Income Trust - Tax Characteristics

Tax Characteristics

In a typical income trust structure, the income paid to an income trust by the operating entity may take the form of interest, royalty or lease payments, which are normally deductible in computing the operating entity’s income for tax purposes. These deductions can reduce the operating entity’s tax to nil. The trust in turn, "flows" all of its income received from the operating entity out to unitholders. The distributions paid or payable to unitholders reduces a trust's taxable income, so the net result is that a trust would also pay little to no income tax. The net effect is that the interest, royalty or lease payments are taxed at the unitholder level. (Source: Department of Finance Canada.)
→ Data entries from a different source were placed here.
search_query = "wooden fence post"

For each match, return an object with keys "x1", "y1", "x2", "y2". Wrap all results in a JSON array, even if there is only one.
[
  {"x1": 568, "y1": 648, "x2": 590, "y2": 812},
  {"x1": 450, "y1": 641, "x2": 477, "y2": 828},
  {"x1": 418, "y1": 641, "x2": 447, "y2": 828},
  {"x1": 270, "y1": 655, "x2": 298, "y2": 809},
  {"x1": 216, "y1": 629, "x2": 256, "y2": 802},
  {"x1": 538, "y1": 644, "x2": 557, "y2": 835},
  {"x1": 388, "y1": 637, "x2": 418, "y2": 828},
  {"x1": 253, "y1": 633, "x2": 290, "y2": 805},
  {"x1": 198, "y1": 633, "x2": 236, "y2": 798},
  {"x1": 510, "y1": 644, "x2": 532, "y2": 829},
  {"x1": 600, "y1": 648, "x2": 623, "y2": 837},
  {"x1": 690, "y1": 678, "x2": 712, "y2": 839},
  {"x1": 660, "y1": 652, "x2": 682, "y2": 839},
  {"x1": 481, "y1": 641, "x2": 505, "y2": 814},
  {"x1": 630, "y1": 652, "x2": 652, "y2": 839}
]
  1. As a flow-through entity (FTE) whose income is redirected to unitholders, the trust structure avoids any possible double taxation that comes from combining corporate income tax with shareholders' dividend tax.
  2. Where there is no double taxation, there can be the advantage of deferring the payment of tax. When the distributions are received by a non-taxed entity (like a pension fund), all the tax due on corporate earnings is deferred until the eventual receipt of pension income by participants of the pension fund.
  3. Where the distributions are received by foreigners, the tax applied to the distributions may be at a lower rate determined by treaty, that had not considered the forfeiture of tax at the corporate level.
  4. The effective tax an income trust owner could pay on earnings could actually be increased because trusts typically distribute all of their cashflow as distributions, rather than employing leverage and other tax management techniques to reduce effective corporate tax rates. Certain investors, particularly those in the highest tax brackets, could be significantly worse off investing in income trusts compared to traditionally structured corporations. While the benefits of trusts for tax-deferred and tax exempt entities are clear, trusts are clearly less attractive for other investors facing high marginal rates.